The partnership will combine Life Technologies’ Expi293 Expression System for transient transfection with TAP’s ambr advanced micro bioreactor to enable automated high throughput small scale protein expression.
The increased culture consistency and productivity provided by both the Expi293 and ambr systems will offer an exciting new platform for both small volume protein expression screens and optimisation of transient expression conditions.
The ambr system uses realistic scale down bioreactors where culture conditions such as pH and DO are tightly controlled in 48 micro bioreactors (10-15 mL) in parallel, so that protein quality produced by the Expi293F cells cultured in ambr is highly consistent.
The protein generated can be used with confidence in vector optimisation studies, as well as high throughput, small scale functional protein production and protein purification studies.
Dr Sanjay Vasu, Staff Scientist at Life Technologies explained: “Currently with Expi293F cells we’re seeing yields of up to 1g/L, exceeding the expression levels of even bacterial systems. The benefit of this is that scientists will have sufficient protein for analytical studies.

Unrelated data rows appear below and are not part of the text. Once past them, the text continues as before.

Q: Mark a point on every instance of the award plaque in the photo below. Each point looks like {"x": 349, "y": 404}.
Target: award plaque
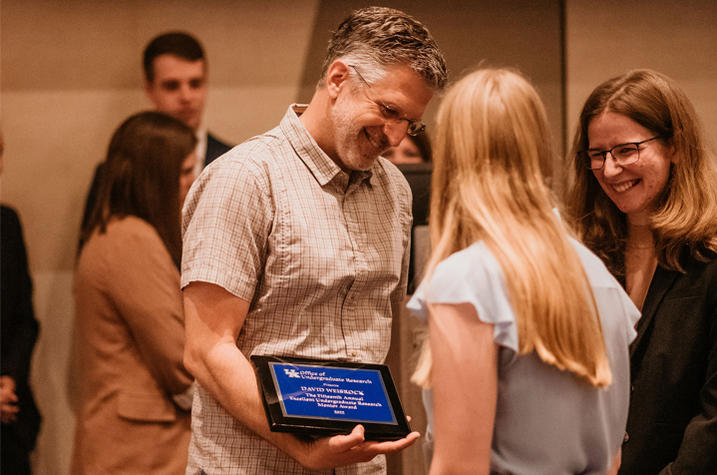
{"x": 321, "y": 398}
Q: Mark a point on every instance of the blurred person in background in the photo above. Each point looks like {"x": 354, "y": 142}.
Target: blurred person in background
{"x": 135, "y": 394}
{"x": 18, "y": 412}
{"x": 527, "y": 357}
{"x": 175, "y": 81}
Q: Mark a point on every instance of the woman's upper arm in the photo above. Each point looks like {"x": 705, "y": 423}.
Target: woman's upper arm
{"x": 464, "y": 380}
{"x": 145, "y": 288}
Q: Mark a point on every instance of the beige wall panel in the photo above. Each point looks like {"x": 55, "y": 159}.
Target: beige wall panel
{"x": 607, "y": 38}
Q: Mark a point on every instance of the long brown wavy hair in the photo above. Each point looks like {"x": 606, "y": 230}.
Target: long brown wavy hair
{"x": 685, "y": 220}
{"x": 140, "y": 177}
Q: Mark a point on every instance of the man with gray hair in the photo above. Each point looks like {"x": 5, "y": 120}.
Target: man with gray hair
{"x": 296, "y": 244}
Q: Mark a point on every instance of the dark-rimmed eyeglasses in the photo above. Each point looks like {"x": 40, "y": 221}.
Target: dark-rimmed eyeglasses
{"x": 624, "y": 154}
{"x": 413, "y": 127}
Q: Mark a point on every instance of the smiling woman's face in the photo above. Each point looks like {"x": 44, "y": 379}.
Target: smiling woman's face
{"x": 634, "y": 188}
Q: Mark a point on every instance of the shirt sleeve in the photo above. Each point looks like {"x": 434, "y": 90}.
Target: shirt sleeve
{"x": 471, "y": 276}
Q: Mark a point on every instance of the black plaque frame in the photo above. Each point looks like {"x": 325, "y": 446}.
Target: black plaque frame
{"x": 322, "y": 427}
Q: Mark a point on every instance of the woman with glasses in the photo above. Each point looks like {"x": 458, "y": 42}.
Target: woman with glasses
{"x": 643, "y": 196}
{"x": 528, "y": 331}
{"x": 134, "y": 390}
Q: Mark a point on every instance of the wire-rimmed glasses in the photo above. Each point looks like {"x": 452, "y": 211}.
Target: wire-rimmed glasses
{"x": 623, "y": 154}
{"x": 413, "y": 127}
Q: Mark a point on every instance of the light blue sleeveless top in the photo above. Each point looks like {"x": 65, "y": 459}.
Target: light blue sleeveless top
{"x": 547, "y": 421}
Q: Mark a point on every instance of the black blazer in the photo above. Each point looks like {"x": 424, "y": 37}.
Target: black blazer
{"x": 19, "y": 333}
{"x": 215, "y": 148}
{"x": 672, "y": 423}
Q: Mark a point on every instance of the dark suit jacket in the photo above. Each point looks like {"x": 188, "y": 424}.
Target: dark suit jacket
{"x": 19, "y": 333}
{"x": 215, "y": 148}
{"x": 672, "y": 423}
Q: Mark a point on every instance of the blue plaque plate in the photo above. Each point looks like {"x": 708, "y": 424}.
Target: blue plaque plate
{"x": 321, "y": 398}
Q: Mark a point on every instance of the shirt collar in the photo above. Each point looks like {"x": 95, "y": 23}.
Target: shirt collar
{"x": 319, "y": 163}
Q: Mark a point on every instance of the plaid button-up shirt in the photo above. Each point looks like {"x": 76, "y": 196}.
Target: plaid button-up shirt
{"x": 321, "y": 255}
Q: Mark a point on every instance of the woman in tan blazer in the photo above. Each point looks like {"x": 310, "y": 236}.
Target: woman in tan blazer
{"x": 134, "y": 415}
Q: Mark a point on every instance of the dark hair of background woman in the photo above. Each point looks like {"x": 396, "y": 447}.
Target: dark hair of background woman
{"x": 141, "y": 177}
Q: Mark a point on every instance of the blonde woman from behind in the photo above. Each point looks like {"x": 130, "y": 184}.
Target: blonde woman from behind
{"x": 527, "y": 357}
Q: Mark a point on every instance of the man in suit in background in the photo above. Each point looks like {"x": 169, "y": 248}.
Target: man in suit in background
{"x": 175, "y": 73}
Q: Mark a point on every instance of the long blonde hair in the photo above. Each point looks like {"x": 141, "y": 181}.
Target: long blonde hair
{"x": 493, "y": 150}
{"x": 685, "y": 220}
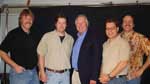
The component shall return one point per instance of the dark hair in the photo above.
(114, 20)
(25, 12)
(59, 16)
(128, 13)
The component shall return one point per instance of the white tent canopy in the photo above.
(14, 3)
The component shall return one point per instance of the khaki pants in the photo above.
(75, 78)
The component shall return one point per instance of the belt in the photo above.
(76, 70)
(57, 71)
(120, 76)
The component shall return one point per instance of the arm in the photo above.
(97, 59)
(41, 64)
(120, 66)
(42, 50)
(145, 43)
(9, 61)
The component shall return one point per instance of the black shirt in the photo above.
(22, 48)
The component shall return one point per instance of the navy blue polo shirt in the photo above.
(22, 48)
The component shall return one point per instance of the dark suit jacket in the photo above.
(90, 56)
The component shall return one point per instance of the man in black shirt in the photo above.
(22, 47)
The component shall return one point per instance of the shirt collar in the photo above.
(82, 35)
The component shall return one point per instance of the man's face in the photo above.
(111, 30)
(61, 24)
(81, 24)
(128, 23)
(26, 22)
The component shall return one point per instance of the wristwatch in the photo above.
(110, 77)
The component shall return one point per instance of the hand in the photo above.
(139, 72)
(43, 77)
(104, 79)
(19, 69)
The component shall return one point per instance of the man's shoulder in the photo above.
(14, 31)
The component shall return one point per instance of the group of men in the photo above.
(117, 61)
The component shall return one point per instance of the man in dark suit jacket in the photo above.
(86, 56)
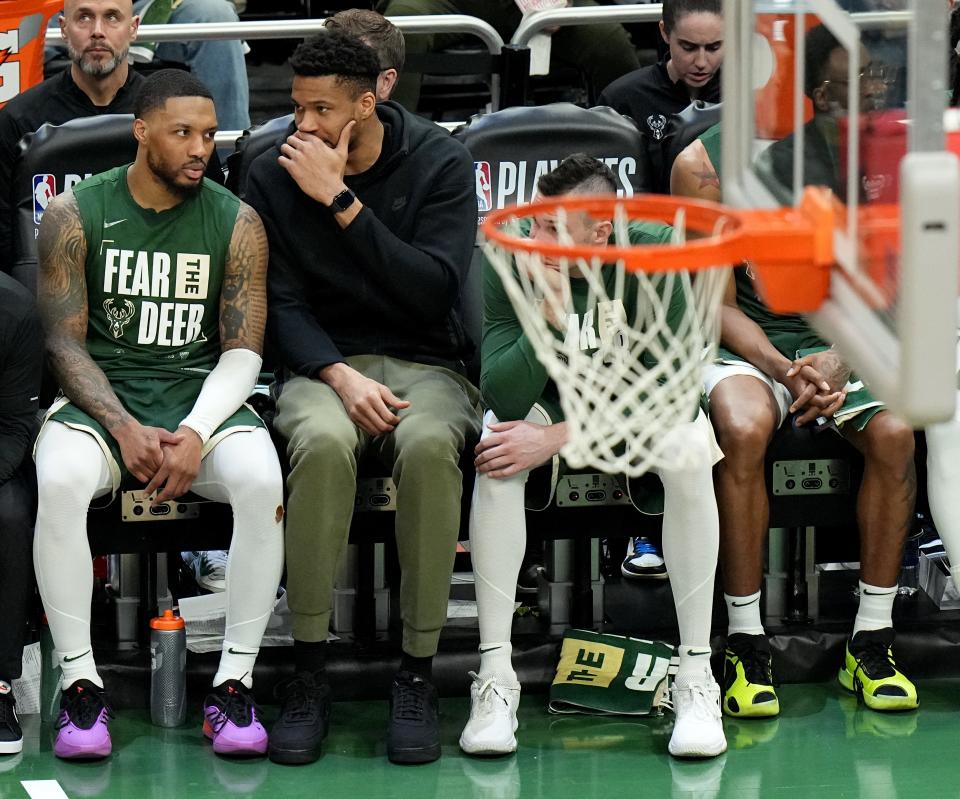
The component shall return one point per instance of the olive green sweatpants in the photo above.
(324, 445)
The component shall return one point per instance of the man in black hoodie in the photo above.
(371, 217)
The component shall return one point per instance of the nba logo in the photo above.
(44, 190)
(484, 197)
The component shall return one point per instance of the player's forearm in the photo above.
(85, 384)
(740, 334)
(226, 387)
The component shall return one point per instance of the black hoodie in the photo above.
(390, 282)
(650, 98)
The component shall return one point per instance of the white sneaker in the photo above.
(209, 569)
(698, 730)
(493, 718)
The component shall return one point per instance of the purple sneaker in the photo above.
(230, 720)
(82, 724)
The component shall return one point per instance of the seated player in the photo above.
(153, 295)
(524, 428)
(371, 217)
(758, 381)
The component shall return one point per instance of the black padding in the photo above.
(252, 143)
(64, 155)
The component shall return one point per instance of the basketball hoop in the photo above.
(651, 313)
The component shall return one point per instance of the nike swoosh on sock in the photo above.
(75, 657)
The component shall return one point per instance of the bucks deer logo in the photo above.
(118, 317)
(656, 123)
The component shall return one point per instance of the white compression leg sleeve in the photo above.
(943, 486)
(244, 471)
(691, 534)
(71, 471)
(498, 538)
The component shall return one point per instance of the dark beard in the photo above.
(166, 175)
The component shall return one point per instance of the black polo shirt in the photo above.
(55, 100)
(650, 98)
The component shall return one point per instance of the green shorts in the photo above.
(155, 402)
(859, 407)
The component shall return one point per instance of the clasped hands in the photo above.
(167, 462)
(817, 383)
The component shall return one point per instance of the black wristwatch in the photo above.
(343, 201)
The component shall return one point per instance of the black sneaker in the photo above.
(304, 719)
(414, 734)
(11, 736)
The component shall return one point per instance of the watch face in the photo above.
(344, 200)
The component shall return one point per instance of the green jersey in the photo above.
(153, 280)
(511, 377)
(154, 277)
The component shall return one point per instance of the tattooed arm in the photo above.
(243, 302)
(63, 307)
(693, 174)
(243, 313)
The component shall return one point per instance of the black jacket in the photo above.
(390, 282)
(55, 101)
(650, 98)
(21, 357)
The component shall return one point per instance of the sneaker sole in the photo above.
(698, 751)
(81, 754)
(760, 710)
(295, 757)
(644, 575)
(420, 754)
(491, 750)
(883, 704)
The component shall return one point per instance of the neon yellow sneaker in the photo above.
(748, 678)
(870, 671)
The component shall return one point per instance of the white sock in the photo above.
(71, 471)
(243, 470)
(236, 663)
(498, 539)
(78, 665)
(876, 607)
(495, 661)
(743, 614)
(691, 533)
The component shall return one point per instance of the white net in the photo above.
(624, 348)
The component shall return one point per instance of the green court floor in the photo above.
(824, 746)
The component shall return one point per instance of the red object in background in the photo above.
(773, 111)
(23, 26)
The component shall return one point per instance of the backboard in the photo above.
(852, 95)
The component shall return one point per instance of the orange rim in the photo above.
(702, 218)
(791, 248)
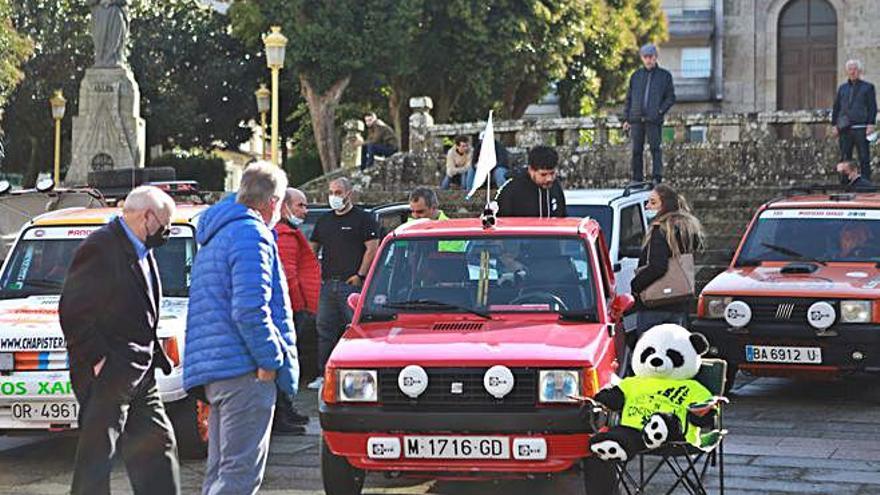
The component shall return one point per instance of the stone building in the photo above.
(764, 55)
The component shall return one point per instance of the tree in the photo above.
(196, 80)
(14, 50)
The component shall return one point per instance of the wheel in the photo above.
(190, 420)
(600, 477)
(339, 477)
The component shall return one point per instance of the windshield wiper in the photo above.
(791, 253)
(578, 315)
(431, 304)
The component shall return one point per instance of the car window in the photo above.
(632, 230)
(458, 274)
(849, 235)
(38, 264)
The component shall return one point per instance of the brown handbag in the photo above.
(675, 286)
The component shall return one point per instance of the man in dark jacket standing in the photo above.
(650, 95)
(854, 115)
(109, 311)
(536, 193)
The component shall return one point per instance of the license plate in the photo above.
(58, 412)
(783, 354)
(456, 447)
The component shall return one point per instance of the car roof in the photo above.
(504, 226)
(836, 200)
(598, 196)
(100, 216)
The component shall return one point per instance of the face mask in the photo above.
(336, 202)
(158, 238)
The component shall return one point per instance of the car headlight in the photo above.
(558, 385)
(856, 312)
(715, 306)
(358, 386)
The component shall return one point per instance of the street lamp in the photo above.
(264, 103)
(275, 43)
(58, 103)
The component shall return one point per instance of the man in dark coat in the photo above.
(650, 95)
(109, 311)
(854, 116)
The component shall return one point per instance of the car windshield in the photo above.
(39, 263)
(599, 213)
(480, 275)
(813, 235)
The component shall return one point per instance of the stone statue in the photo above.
(110, 31)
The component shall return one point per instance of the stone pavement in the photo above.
(786, 437)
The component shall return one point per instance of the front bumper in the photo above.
(838, 344)
(566, 431)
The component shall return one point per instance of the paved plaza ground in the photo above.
(786, 437)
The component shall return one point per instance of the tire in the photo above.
(338, 476)
(190, 420)
(600, 478)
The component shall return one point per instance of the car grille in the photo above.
(781, 310)
(473, 397)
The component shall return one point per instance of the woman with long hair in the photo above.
(673, 231)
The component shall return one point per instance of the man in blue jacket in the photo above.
(650, 95)
(240, 337)
(854, 116)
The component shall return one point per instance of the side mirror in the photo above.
(353, 299)
(620, 305)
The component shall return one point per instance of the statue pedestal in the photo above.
(109, 132)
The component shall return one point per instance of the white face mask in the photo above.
(336, 202)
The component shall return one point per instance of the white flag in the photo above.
(486, 161)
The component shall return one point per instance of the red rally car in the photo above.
(467, 347)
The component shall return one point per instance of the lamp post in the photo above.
(58, 103)
(264, 103)
(275, 42)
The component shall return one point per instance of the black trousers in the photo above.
(638, 132)
(116, 414)
(856, 138)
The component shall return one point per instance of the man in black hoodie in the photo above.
(537, 193)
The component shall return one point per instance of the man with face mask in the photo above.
(109, 311)
(240, 342)
(304, 281)
(537, 193)
(348, 239)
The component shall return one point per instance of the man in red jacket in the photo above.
(303, 274)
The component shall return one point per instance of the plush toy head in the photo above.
(669, 351)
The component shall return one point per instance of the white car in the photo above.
(35, 391)
(621, 214)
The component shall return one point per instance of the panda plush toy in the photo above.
(654, 404)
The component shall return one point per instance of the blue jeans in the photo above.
(371, 150)
(239, 427)
(499, 175)
(333, 316)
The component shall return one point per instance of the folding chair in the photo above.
(688, 463)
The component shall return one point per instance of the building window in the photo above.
(696, 62)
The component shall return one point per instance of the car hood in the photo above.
(837, 280)
(497, 342)
(37, 316)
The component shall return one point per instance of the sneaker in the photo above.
(296, 418)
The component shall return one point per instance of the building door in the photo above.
(807, 57)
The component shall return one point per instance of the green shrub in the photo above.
(209, 171)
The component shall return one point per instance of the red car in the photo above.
(466, 349)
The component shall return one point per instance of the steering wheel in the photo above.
(540, 296)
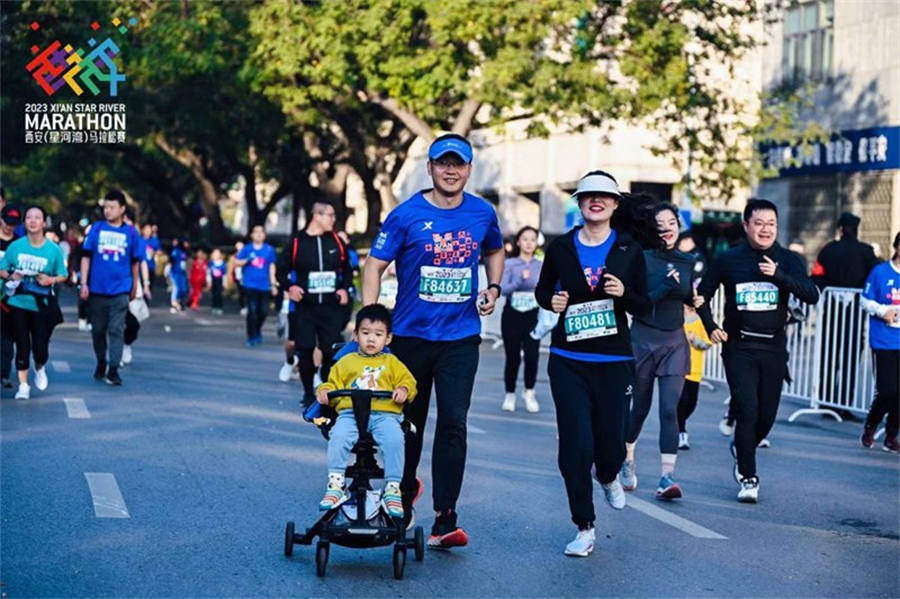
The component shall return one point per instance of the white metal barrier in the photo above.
(829, 358)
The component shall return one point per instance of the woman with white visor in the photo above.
(592, 276)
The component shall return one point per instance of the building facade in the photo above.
(845, 52)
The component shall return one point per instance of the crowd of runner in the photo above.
(625, 296)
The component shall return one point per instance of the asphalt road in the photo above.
(211, 459)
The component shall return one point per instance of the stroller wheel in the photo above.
(322, 549)
(419, 544)
(289, 539)
(399, 559)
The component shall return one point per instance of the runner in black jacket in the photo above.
(322, 275)
(758, 276)
(593, 275)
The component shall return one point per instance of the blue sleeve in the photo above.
(493, 239)
(390, 238)
(139, 248)
(6, 263)
(90, 242)
(869, 291)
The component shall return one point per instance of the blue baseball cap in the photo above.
(450, 144)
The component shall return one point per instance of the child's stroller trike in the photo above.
(360, 520)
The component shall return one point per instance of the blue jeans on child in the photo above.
(385, 428)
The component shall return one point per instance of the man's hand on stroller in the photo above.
(400, 394)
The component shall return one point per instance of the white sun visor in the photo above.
(597, 184)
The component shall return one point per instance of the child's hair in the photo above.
(374, 313)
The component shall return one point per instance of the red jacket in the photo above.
(198, 273)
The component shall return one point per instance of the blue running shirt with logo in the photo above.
(883, 286)
(113, 249)
(436, 252)
(256, 271)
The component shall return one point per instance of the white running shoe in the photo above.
(749, 492)
(284, 374)
(725, 428)
(40, 378)
(583, 543)
(24, 391)
(615, 494)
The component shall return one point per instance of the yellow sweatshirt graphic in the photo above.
(382, 372)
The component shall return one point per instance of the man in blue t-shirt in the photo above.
(109, 265)
(257, 260)
(436, 238)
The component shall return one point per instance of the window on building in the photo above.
(808, 41)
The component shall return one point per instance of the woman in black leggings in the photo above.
(591, 276)
(520, 276)
(661, 350)
(30, 267)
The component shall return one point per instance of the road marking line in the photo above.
(108, 500)
(666, 517)
(76, 408)
(469, 427)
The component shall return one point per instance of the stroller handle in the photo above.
(372, 394)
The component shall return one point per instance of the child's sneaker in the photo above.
(334, 493)
(393, 500)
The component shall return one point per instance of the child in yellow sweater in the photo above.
(699, 343)
(368, 368)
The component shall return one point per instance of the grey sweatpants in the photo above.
(107, 315)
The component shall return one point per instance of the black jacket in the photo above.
(844, 263)
(315, 253)
(562, 271)
(667, 295)
(761, 328)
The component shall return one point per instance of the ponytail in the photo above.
(636, 215)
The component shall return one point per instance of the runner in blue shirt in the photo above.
(109, 266)
(258, 262)
(436, 238)
(881, 299)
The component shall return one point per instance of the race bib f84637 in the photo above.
(445, 285)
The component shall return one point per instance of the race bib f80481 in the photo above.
(445, 285)
(756, 296)
(591, 319)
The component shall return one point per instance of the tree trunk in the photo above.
(209, 196)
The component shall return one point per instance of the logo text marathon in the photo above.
(75, 123)
(58, 65)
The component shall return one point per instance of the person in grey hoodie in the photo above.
(520, 276)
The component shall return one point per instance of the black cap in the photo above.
(848, 221)
(11, 215)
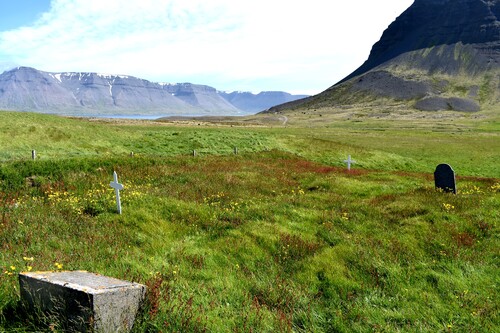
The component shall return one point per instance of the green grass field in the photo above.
(279, 238)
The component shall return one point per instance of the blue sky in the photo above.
(247, 45)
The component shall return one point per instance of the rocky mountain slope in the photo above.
(28, 89)
(259, 102)
(437, 55)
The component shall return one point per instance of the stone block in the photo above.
(83, 301)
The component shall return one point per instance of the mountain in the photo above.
(28, 89)
(437, 55)
(258, 102)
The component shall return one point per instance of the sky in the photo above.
(301, 47)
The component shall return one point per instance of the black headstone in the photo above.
(444, 178)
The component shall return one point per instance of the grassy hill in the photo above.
(278, 238)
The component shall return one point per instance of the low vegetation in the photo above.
(279, 238)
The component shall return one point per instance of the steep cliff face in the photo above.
(259, 102)
(27, 89)
(431, 23)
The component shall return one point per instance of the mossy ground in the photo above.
(277, 238)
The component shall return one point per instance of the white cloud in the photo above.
(243, 45)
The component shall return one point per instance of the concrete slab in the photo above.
(84, 301)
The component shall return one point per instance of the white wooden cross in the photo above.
(349, 162)
(117, 186)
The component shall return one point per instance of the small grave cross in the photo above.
(444, 178)
(349, 162)
(117, 186)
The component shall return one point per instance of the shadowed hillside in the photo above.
(438, 55)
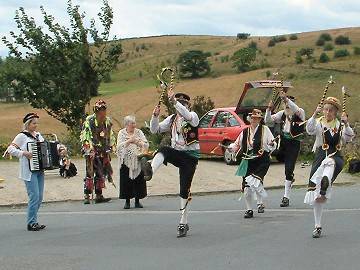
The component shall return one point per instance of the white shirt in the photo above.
(21, 140)
(183, 116)
(267, 140)
(277, 117)
(315, 127)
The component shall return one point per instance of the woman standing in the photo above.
(34, 181)
(330, 135)
(130, 143)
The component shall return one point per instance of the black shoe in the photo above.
(249, 214)
(324, 185)
(317, 232)
(138, 205)
(127, 205)
(33, 227)
(182, 230)
(102, 199)
(261, 208)
(284, 202)
(146, 169)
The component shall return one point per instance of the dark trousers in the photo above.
(290, 149)
(186, 164)
(131, 188)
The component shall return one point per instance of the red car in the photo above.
(223, 125)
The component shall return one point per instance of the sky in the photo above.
(137, 18)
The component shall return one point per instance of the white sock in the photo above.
(287, 189)
(157, 161)
(184, 212)
(248, 198)
(318, 209)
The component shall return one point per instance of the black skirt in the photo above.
(131, 188)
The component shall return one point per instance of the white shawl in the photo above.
(127, 154)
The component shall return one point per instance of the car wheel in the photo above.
(229, 156)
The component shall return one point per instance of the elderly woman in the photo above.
(34, 181)
(130, 143)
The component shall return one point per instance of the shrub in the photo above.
(324, 58)
(357, 50)
(293, 37)
(271, 43)
(325, 36)
(328, 47)
(253, 45)
(341, 53)
(342, 40)
(320, 42)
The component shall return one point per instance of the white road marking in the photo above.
(167, 212)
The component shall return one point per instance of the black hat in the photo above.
(182, 96)
(30, 116)
(292, 98)
(100, 105)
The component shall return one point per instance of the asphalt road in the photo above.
(108, 237)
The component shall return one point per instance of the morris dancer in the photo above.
(290, 118)
(255, 143)
(183, 153)
(98, 140)
(329, 134)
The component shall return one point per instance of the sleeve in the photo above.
(163, 126)
(14, 148)
(312, 126)
(143, 139)
(296, 109)
(190, 117)
(235, 146)
(348, 134)
(269, 137)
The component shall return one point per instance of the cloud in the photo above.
(228, 17)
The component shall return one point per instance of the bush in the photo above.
(253, 45)
(324, 58)
(325, 36)
(342, 40)
(320, 42)
(293, 37)
(341, 53)
(271, 43)
(298, 59)
(357, 50)
(328, 47)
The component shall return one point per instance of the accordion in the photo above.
(45, 156)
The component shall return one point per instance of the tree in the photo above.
(64, 69)
(193, 64)
(243, 58)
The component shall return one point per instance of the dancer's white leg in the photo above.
(287, 189)
(248, 198)
(318, 209)
(157, 161)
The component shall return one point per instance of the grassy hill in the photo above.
(132, 87)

“And since this is a mammalian system, mammalian proteins are more likely to be properly folded and biologically active.”
Dr Barney Zoro, ambr Product Manager at TAP Biosystems added: “Most high throughput protein expression is performed manually in 30mL shake flask cultures or in shaking plates, where there isn’t consistent pH and DO control.
“Manually intensive shake flask workflows are costly to operate, can produce variable results for productivity and protein quality, and often show poor scalability to larger bioreactor cultures. Since the Expi293 Expression System can produce milligram to gram quantities of protein with consistent quality, it is ideal to amplify this with the consistent automation and proven scalability of the ambr system.
“This will enable scientists to rapidly automate the generation of enough protein for analysis from 48 parallel cultures, thus saving laboratory staff time, increasing laboratory capacity and significantly reducing the cost per gram of protein produced.”